Est. 1829 · Portland's primary municipal burial ground 1829-1852 · Burial place of Longfellow family members · Documented 1988-89 grave-desecration history
Western Cemetery was established by the City of Portland in 1829 as a successor municipal burial ground to the older Eastern Cemetery on Munjoy Hill. The grounds were expanded in 1841 to their present twelve acres, occupying the bluff between Vaughan Street and the Western Promenade in Portland's West End. The cemetery served as the city's primary burial ground from 1829 to 1852 (when Evergreen Cemetery was established in then-separate Deering) and remained active for new burials until 1910.
The cemetery contains roughly 6,600 graves and tombs. Notable interments include the parents of Henry Wadsworth Longfellow. Many of the original tombs were set into the slope as brick-vaulted family vaults entered through doors on the cemetery's lower terrace.

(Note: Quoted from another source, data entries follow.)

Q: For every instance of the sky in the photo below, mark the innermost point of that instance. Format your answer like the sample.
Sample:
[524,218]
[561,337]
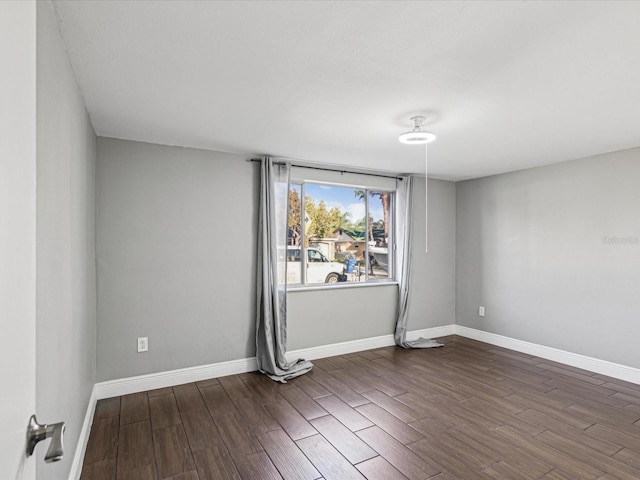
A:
[345,200]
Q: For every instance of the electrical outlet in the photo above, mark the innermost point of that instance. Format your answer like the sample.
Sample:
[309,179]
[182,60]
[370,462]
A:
[143,344]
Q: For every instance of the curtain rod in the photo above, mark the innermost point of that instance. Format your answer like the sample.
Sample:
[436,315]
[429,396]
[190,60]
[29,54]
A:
[336,170]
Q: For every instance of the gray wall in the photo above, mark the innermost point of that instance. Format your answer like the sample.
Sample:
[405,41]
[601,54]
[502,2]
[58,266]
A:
[65,245]
[554,255]
[176,256]
[176,233]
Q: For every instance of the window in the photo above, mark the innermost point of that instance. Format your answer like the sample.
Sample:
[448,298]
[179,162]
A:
[344,230]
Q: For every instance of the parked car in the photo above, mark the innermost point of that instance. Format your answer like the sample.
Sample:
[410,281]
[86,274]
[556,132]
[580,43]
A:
[319,268]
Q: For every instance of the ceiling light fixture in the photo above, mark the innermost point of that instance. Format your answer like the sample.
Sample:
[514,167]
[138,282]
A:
[419,136]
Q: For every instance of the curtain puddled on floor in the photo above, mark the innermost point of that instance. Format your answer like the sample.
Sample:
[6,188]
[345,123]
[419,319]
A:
[271,318]
[404,192]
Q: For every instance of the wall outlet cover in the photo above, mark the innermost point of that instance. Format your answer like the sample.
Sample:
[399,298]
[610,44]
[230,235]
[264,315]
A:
[143,344]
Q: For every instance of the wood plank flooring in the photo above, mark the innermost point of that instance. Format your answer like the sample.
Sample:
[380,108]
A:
[468,410]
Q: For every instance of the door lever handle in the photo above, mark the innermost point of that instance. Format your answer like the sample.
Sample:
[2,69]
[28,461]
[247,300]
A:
[37,432]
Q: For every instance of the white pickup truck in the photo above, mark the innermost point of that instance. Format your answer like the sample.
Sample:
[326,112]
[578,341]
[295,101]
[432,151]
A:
[319,268]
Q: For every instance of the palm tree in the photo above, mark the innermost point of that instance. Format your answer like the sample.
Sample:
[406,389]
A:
[384,198]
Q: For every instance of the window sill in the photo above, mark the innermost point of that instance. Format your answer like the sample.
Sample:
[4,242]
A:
[338,286]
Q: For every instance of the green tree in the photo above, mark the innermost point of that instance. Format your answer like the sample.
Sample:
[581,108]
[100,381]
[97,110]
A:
[384,199]
[323,222]
[294,224]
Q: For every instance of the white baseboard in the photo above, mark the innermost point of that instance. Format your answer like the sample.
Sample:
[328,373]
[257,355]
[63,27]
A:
[152,381]
[591,364]
[352,346]
[83,439]
[142,383]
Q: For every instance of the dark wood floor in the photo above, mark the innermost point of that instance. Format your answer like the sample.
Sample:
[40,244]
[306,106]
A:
[468,410]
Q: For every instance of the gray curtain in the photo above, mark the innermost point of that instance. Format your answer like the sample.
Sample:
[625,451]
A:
[271,318]
[404,192]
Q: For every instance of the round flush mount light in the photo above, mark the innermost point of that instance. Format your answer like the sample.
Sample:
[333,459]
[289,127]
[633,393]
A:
[417,136]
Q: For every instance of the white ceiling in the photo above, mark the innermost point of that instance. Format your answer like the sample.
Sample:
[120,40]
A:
[505,85]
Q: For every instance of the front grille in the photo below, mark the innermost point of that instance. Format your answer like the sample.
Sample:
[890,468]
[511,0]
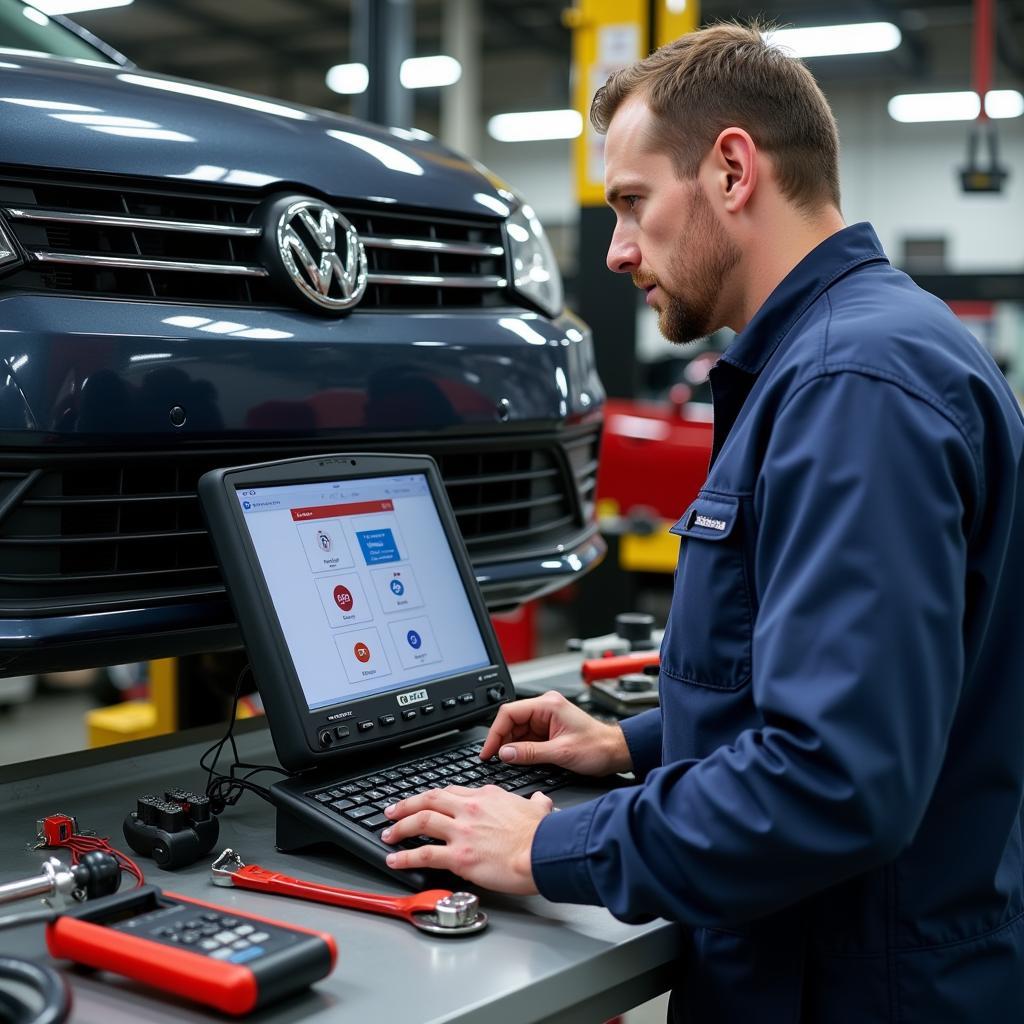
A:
[89,525]
[143,241]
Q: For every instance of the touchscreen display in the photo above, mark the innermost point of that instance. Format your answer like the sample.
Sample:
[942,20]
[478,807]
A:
[365,585]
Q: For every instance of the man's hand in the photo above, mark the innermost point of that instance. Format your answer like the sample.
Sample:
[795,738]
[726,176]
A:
[551,730]
[487,833]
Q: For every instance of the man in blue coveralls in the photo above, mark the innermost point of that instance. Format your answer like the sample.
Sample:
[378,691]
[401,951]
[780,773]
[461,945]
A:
[829,796]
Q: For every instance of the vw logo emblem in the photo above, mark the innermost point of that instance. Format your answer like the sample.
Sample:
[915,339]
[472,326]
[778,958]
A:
[313,252]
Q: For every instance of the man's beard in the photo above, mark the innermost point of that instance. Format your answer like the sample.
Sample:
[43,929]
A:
[700,267]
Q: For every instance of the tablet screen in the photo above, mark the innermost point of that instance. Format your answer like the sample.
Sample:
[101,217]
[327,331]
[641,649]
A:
[365,585]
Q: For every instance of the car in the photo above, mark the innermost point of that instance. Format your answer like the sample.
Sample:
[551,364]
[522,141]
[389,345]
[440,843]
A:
[193,278]
[655,449]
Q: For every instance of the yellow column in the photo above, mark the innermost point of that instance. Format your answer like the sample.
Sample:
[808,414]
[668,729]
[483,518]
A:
[139,719]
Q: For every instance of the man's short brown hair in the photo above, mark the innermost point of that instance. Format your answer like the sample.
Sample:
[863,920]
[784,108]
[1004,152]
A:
[727,76]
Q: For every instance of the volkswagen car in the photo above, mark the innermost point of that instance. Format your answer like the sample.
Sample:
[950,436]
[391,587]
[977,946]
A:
[193,278]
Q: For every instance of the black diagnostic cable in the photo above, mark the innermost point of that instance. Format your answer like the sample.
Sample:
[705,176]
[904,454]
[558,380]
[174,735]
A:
[225,791]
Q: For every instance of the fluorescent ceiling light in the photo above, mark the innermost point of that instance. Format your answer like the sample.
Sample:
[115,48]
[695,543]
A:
[76,6]
[349,80]
[426,73]
[913,108]
[416,73]
[829,40]
[529,126]
[1004,103]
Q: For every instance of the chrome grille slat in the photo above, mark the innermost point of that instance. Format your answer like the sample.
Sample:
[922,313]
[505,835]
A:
[432,246]
[108,500]
[517,535]
[100,538]
[150,239]
[142,263]
[107,522]
[435,281]
[535,503]
[154,223]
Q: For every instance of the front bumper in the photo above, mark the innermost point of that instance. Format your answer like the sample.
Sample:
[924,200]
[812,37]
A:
[92,457]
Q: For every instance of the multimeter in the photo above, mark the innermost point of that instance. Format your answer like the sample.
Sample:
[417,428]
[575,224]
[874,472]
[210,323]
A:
[230,961]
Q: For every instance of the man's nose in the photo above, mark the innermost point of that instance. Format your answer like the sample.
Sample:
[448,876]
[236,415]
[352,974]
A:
[624,254]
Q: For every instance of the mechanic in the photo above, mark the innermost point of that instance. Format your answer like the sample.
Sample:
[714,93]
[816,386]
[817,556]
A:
[830,793]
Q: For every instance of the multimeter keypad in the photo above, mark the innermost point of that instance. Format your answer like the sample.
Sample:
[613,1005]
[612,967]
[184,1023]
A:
[218,936]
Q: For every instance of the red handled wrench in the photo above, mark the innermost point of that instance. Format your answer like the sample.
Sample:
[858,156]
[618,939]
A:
[438,911]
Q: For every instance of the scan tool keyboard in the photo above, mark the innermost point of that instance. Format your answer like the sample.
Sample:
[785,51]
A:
[363,800]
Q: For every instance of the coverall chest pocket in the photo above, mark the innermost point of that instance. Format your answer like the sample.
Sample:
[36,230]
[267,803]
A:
[712,619]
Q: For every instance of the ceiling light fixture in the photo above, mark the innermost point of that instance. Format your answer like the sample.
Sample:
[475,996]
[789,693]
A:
[426,73]
[349,80]
[76,6]
[535,126]
[914,108]
[833,40]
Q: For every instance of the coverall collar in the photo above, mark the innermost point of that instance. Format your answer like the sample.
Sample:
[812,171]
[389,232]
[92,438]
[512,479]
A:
[823,265]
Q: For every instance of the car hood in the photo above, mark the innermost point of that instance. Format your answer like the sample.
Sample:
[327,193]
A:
[65,116]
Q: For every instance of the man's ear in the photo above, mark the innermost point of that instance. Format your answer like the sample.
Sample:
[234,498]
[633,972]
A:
[733,165]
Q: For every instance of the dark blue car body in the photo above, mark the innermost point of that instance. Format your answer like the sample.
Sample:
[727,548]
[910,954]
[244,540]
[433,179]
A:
[136,356]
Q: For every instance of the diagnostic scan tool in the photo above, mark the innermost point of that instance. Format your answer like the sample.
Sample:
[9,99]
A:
[366,630]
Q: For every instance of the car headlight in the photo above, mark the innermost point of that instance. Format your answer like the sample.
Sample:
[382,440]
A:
[535,271]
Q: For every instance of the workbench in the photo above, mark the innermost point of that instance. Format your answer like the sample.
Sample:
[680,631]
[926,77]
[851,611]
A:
[538,962]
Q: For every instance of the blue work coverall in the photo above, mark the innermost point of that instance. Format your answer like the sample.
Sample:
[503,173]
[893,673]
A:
[832,788]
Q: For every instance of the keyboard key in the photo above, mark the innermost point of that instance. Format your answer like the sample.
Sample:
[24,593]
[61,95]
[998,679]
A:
[358,813]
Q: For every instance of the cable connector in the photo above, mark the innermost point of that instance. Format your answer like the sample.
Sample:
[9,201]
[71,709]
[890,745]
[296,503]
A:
[55,829]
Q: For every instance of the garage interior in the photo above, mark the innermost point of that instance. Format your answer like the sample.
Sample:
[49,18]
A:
[943,189]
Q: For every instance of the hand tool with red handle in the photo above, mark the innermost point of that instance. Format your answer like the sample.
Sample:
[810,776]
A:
[438,911]
[619,665]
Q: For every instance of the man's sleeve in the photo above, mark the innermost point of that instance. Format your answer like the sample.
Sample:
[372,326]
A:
[857,653]
[643,737]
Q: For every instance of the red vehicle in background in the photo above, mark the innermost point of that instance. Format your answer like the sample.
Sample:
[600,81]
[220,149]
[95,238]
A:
[654,454]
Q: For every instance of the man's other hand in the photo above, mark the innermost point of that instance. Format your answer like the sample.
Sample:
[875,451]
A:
[551,730]
[487,835]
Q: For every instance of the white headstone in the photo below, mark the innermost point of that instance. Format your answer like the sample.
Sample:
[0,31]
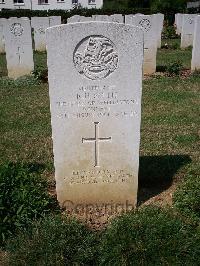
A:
[159,24]
[2,42]
[178,23]
[196,45]
[101,18]
[95,83]
[54,21]
[18,46]
[129,19]
[40,24]
[187,33]
[148,23]
[77,18]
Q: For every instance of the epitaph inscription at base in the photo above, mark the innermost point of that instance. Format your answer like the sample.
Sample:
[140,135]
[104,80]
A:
[95,83]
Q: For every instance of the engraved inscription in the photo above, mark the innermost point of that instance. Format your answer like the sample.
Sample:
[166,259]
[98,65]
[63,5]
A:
[94,101]
[41,30]
[96,57]
[16,29]
[145,24]
[96,141]
[100,176]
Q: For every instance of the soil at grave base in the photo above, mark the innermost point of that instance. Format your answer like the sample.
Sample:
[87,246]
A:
[99,220]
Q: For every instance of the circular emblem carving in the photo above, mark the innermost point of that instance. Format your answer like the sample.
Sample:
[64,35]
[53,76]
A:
[145,24]
[16,29]
[96,57]
[41,30]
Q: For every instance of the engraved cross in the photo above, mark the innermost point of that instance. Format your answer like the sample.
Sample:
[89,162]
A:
[96,141]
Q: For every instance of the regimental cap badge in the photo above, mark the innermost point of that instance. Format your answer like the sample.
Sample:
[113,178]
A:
[96,57]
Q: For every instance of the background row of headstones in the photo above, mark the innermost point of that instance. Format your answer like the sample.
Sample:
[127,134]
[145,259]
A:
[16,45]
[15,33]
[188,26]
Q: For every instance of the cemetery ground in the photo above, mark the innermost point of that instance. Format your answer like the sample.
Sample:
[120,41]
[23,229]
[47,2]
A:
[168,176]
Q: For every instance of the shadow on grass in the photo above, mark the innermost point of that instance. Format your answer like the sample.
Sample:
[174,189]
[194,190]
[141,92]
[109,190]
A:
[156,174]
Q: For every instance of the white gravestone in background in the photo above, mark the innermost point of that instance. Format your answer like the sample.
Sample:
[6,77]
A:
[148,24]
[40,24]
[196,45]
[95,83]
[101,18]
[77,18]
[18,46]
[178,23]
[187,33]
[54,21]
[159,24]
[2,42]
[118,18]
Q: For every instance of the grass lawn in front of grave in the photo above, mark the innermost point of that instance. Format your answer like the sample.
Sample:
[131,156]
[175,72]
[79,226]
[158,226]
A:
[169,154]
[169,131]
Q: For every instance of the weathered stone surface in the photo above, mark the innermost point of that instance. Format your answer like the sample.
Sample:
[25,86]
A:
[54,21]
[77,18]
[40,24]
[95,83]
[178,23]
[18,46]
[160,21]
[2,42]
[196,45]
[187,33]
[148,23]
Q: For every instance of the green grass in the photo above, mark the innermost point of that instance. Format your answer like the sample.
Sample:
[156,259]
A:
[168,56]
[169,130]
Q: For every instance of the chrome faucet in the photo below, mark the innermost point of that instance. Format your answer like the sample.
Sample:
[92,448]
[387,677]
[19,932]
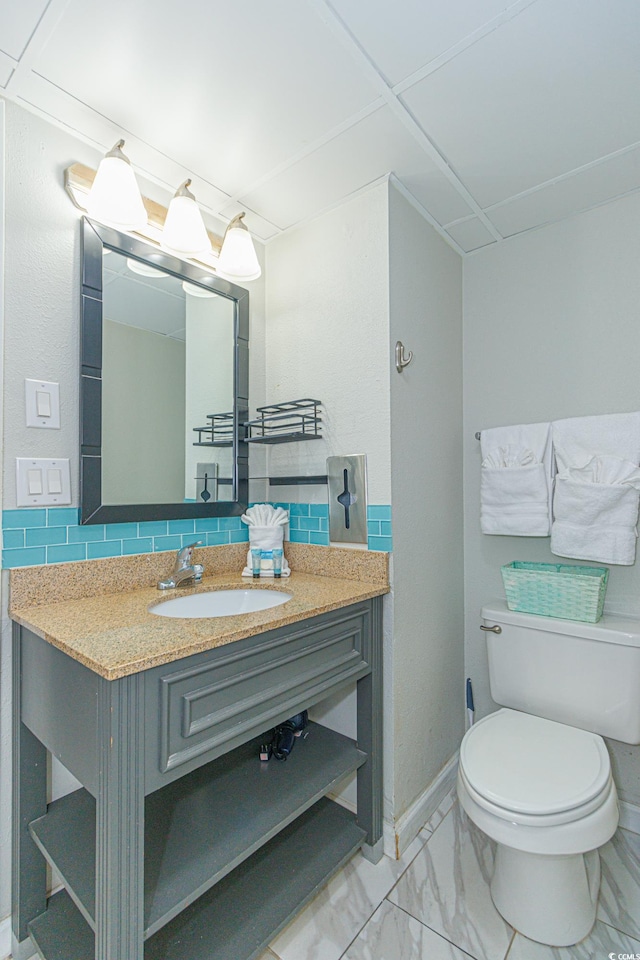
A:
[184,568]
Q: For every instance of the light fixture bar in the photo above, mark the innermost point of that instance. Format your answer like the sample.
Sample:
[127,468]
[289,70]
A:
[78,180]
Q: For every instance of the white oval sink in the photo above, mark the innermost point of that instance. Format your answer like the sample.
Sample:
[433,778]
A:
[220,603]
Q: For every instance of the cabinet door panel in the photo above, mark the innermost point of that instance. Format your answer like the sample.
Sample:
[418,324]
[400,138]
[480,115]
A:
[215,701]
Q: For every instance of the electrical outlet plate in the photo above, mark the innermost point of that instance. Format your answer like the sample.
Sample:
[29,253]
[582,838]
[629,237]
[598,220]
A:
[347,482]
[41,482]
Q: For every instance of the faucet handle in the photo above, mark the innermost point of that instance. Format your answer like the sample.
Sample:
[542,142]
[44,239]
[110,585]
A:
[184,554]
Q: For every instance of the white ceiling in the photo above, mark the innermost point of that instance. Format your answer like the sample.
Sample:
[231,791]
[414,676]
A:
[494,117]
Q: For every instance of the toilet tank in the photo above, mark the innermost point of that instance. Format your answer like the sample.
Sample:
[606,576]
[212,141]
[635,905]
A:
[583,674]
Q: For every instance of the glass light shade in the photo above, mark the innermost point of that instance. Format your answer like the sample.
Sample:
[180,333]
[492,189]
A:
[114,198]
[184,231]
[238,259]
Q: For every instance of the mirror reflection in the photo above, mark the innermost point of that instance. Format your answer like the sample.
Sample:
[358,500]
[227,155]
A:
[167,377]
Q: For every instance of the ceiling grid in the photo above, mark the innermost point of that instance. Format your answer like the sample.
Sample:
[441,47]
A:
[493,118]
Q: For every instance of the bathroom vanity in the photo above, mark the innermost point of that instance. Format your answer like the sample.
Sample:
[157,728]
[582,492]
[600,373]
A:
[181,844]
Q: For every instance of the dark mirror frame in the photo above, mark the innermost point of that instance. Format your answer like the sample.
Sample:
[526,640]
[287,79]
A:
[95,237]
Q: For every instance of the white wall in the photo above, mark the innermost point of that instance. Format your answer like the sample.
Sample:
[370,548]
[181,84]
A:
[328,309]
[551,330]
[426,479]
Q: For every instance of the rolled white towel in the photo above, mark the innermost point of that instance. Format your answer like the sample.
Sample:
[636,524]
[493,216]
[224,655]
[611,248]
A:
[596,512]
[515,480]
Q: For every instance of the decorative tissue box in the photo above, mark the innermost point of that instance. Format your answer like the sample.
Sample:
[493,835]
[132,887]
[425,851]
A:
[561,590]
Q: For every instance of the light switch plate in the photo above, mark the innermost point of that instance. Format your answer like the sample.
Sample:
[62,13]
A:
[42,403]
[51,476]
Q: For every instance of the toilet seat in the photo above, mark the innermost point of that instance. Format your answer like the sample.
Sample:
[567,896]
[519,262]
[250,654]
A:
[534,771]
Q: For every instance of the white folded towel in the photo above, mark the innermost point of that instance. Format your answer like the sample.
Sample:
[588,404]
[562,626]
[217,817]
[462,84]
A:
[577,440]
[266,532]
[595,506]
[515,480]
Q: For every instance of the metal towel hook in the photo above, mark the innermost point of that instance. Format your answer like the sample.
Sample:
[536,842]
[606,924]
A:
[401,360]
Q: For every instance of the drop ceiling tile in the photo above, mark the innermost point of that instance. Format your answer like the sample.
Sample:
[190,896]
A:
[7,66]
[598,184]
[77,117]
[228,90]
[372,148]
[18,20]
[403,36]
[551,90]
[470,234]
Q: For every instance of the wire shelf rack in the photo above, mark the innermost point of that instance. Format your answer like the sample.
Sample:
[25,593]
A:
[217,433]
[286,422]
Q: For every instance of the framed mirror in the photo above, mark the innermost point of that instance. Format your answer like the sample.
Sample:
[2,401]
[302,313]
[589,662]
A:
[164,385]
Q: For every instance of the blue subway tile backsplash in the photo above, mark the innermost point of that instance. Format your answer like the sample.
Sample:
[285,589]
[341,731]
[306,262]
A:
[32,537]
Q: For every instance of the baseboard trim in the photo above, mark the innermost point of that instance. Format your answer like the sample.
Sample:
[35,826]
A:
[398,836]
[629,816]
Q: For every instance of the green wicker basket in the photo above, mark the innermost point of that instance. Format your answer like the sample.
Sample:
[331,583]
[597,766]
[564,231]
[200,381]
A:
[556,589]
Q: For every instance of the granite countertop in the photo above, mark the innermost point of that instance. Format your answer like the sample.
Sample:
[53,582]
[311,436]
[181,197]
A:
[114,634]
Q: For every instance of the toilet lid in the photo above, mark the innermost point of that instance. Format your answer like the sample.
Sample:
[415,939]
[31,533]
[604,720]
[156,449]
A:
[530,765]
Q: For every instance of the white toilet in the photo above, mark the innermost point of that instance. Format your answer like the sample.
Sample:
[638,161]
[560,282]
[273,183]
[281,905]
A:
[536,777]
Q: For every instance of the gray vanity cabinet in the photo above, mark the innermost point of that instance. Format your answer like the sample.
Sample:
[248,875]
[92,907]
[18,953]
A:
[181,845]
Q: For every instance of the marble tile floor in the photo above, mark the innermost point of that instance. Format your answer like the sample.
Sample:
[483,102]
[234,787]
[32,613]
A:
[434,904]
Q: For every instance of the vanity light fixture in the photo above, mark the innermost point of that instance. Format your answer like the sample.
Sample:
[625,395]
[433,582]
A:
[114,198]
[179,230]
[238,259]
[184,232]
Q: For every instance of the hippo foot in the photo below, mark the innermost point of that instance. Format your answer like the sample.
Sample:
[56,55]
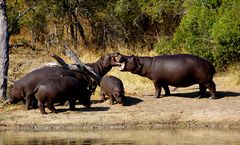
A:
[166,95]
[102,100]
[73,109]
[198,97]
[55,112]
[156,96]
[211,97]
[44,113]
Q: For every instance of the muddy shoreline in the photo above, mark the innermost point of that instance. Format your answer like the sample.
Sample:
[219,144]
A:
[127,126]
[142,111]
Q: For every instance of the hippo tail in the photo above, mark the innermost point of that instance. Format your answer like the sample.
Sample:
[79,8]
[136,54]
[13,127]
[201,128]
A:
[36,89]
[212,69]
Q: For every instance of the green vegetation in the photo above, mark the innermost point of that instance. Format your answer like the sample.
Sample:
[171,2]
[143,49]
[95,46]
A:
[207,28]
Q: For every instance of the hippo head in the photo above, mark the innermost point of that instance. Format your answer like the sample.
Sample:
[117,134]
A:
[129,63]
[119,96]
[110,59]
[86,94]
[15,95]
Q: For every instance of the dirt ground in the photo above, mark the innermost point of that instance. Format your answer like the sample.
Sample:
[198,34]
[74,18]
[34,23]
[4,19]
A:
[180,110]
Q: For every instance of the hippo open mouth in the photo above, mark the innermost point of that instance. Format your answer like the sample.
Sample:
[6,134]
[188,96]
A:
[122,67]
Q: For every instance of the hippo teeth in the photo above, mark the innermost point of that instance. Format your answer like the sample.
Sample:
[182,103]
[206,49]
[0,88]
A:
[122,66]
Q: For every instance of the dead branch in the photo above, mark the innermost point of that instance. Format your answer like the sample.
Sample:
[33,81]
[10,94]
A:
[14,24]
[81,66]
[4,103]
[88,74]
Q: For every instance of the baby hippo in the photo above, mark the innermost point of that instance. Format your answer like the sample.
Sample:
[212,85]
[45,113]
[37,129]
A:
[60,89]
[112,87]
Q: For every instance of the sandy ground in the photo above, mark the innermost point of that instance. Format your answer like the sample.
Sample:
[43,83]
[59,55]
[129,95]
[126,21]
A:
[181,110]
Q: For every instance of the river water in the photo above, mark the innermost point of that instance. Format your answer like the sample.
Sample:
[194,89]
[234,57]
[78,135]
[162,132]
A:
[116,137]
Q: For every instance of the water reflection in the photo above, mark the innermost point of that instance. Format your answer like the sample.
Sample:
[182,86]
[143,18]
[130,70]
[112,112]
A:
[104,137]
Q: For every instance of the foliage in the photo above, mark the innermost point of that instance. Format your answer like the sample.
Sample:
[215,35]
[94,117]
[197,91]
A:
[207,28]
[210,29]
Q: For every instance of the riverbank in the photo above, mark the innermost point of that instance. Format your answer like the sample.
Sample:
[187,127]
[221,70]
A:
[142,111]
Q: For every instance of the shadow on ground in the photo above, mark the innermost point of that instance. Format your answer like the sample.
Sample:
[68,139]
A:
[130,101]
[84,109]
[219,95]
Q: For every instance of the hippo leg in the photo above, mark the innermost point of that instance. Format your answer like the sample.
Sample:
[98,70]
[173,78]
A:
[29,101]
[158,89]
[111,100]
[72,104]
[41,107]
[51,107]
[212,89]
[34,103]
[166,89]
[103,99]
[202,91]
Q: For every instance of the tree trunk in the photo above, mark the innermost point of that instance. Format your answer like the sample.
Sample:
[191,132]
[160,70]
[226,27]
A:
[4,50]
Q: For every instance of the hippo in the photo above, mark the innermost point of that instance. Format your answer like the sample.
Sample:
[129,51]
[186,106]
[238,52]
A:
[60,89]
[112,87]
[180,70]
[23,89]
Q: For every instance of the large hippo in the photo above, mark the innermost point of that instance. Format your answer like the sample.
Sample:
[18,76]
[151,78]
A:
[181,70]
[23,89]
[60,89]
[112,87]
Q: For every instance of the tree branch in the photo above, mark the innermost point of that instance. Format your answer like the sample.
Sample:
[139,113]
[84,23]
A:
[81,65]
[14,24]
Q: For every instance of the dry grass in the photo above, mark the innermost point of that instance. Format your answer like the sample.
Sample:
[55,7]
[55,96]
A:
[23,61]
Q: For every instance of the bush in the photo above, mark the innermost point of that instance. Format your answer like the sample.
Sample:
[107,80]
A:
[210,29]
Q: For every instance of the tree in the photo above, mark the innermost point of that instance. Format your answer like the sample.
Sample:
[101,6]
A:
[4,50]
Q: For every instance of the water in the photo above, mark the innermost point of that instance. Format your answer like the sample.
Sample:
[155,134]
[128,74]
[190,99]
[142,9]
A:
[122,137]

Between July 1, 1988 and August 1, 1989, the cemetery was the site of an extended period of vandalism and grave desecration in which an estimated 1,942 tombs and graves were disturbed — a figure documented by Interment.net's Portland reporting and by Maine news outlets revisiting the events. Tomb doors were broken open, and when descendants later attempted to recover or relocate ancestors, multiple tombs — including the Longfellow family tomb — were found empty. The remains of those removed during the desecrations have not been fully accounted for.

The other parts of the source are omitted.